Whiplash settlements
in Kentucky.
Kentucky applies pure comparative negligence with one of the shortest US personal-injury limitation windows — just one year. For whiplash claims specifically, the band is built from the state-by-state tort law · jury verdict reporters · statutory caps framework and then adjusted for Kentucky's pure comparative negligence.
Kentucky applies pure comparative negligence, which means a whiplash claimant who is partly responsible for their own injury still recovers — the award is reduced by the percentage of fault attributed to them, but never barred. This is materially more claimant-friendly than the modified or contributory rules in neighbouring jurisdictions, and it shows up in whiplash settlements where comparative fault is contested (the claimant who failed to mitigate, the unbelted occupant, the worker who departed from a safety protocol).

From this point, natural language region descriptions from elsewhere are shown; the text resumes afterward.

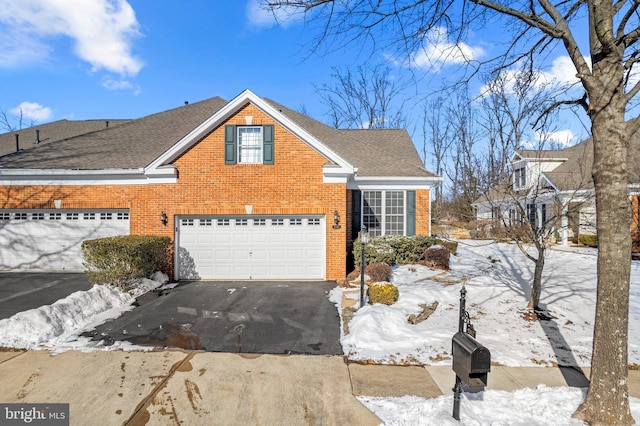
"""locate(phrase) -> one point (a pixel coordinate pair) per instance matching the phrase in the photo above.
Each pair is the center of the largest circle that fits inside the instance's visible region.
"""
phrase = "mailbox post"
(471, 360)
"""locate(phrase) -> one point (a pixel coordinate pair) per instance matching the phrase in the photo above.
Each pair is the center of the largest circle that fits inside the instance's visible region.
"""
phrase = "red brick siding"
(293, 185)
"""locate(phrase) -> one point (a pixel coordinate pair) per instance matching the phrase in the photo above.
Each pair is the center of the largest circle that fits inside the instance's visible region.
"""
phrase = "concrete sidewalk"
(190, 388)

Kentucky does not impose a state-specific statutory cap on the standard heads of damage in whiplash cases. The band is constrained primarily by jury verdict ranges, insurance policy limits, and the strength of the medical paper trail. Catastrophic whiplash claims with documented future care needs can clear the upper end of the band without bumping into a statutory ceiling.
Kentucky operates a choice no-fault auto framework: drivers elect between full tort and limited tort at policy inception. For whiplash claims arising from auto accidents, the election matters — limited-tort claimants face a higher threshold before non-economic damages become recoverable.
The US band is the starting point. Kentucky's fault rule and any applicable cap then adjust the figure.